ICE will initially set bond at an amount that they believe
will ensure the alien’s appearance at future immigration
court hearings. If an alien establishes that they are
not a flight risk and a danger to the community along
with a showing that immigration relief is available
to the alien, then there is a good chance that ICE will
grant bond. The bond money will be returned to the person
who paid it after removal proceedings are completed
and bond conditions fulfilled.
If ICE grants high bonds or denies bond, the alien can
request a bond re-determination before an immigration
judge after he is placed into removal proceedings.
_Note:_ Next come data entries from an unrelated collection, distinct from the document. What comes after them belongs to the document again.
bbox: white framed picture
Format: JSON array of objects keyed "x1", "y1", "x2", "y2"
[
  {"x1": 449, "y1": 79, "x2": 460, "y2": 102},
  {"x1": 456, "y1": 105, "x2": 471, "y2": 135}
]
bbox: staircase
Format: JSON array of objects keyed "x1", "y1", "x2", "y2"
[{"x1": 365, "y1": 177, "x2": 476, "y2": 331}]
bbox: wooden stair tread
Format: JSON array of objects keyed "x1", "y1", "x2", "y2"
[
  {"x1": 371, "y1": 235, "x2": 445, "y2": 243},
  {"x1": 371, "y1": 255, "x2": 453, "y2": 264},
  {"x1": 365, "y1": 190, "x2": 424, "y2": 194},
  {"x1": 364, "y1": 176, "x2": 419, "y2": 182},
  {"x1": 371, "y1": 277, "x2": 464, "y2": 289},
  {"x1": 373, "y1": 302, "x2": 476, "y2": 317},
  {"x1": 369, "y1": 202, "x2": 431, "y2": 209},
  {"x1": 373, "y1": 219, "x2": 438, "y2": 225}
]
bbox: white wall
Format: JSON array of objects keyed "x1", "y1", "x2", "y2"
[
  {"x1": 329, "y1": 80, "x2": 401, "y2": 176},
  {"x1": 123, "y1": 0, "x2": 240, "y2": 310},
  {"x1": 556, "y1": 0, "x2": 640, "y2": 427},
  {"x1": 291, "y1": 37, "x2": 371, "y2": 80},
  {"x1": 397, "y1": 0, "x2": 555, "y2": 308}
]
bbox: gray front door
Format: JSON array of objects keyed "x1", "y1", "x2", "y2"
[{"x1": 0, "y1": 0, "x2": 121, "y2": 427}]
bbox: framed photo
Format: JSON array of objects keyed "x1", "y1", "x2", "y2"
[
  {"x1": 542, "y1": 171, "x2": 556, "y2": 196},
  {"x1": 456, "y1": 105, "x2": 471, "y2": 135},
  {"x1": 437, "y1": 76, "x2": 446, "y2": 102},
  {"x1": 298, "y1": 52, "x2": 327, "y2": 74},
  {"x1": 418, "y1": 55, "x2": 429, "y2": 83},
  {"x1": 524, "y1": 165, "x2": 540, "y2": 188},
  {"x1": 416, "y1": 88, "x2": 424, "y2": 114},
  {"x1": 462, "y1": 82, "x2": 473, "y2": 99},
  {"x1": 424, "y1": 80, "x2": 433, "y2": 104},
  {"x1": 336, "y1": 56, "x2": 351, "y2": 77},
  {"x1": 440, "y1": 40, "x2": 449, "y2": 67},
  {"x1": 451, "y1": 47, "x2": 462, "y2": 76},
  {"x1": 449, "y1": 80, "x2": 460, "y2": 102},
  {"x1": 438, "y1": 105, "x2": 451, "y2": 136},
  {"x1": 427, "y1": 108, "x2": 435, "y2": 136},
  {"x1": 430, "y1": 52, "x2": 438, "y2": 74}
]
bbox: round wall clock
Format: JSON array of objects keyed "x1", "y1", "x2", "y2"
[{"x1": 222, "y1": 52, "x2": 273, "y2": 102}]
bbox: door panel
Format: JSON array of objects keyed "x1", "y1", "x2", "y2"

After bond has been granted by ICE, the amount of the
bond can be challenged later at a hearing before an
immigration judge, or even later before the Board of
Immigration Appeals. The hearing to challenge the bond
amount is referred to as a “bond redetermination
hearing”, which means that the bond could be decreased,
remain the same, or even be increased.
The minimum amount of an immigration bond is $1,500.
A person can be placed into removal proceedings without
being taken into custody.
ICE must take into custody without bond, all aliens
who are inadmissible because of criminal convictions.
Lawful permanent residents are also subject to mandatory
detention without bond if they have been convicted of
an aggravated felony, two or more crimes of moral turpitude
or control substances and the completion of sentence
occurred after October 18, 1998.
Our attorneys are ready to represent clients at bond
hearings in Arizona, California or any other State.
If you need help, contact the Law Office of Raul Ray
at (408) 279-5793.
Back
to top...
Appeals and Petitions
for Review
When an alien loses their case before an immigration
judge, the next step is to file an appeal with the Board
of Immigration of Appeals, (BIA). We prepare and file
appeals on behalf of our clients with the BIA. We also
assist clients with filing Petitions for Review and
Request for Stay of Removal with the 9th Circuit Court
of Appeals.
If you need help with filing an appeal with the BIA
or Petition for Review with the 9th Circuit Court of
Appeals, please contact our office immediately at (408)
279-5793.
Back
to top...
Naturalization
In order to apply for naturalization, an applicant must
be at least eighteen years old and must produce proof
of being a lawful permanent resident of the United States.
Applicants must have resided continuously in the U.S.A.
as a lawful permanent resident for the last five years
immediately prior to applying for naturalization. For
applicants married to U.S. citizens, the continuous
period is three years. In addition, applicants must
have been physically present in the United States for
at least thirty months out of the previous 60 months
or 18 months out of the previous 36 months if the applicant
is married to a U.S. citizen. Most applicants must live
in the district or state in which they are applying
for at least 3 months prior to applying.
An applicant must be a person of good moral character.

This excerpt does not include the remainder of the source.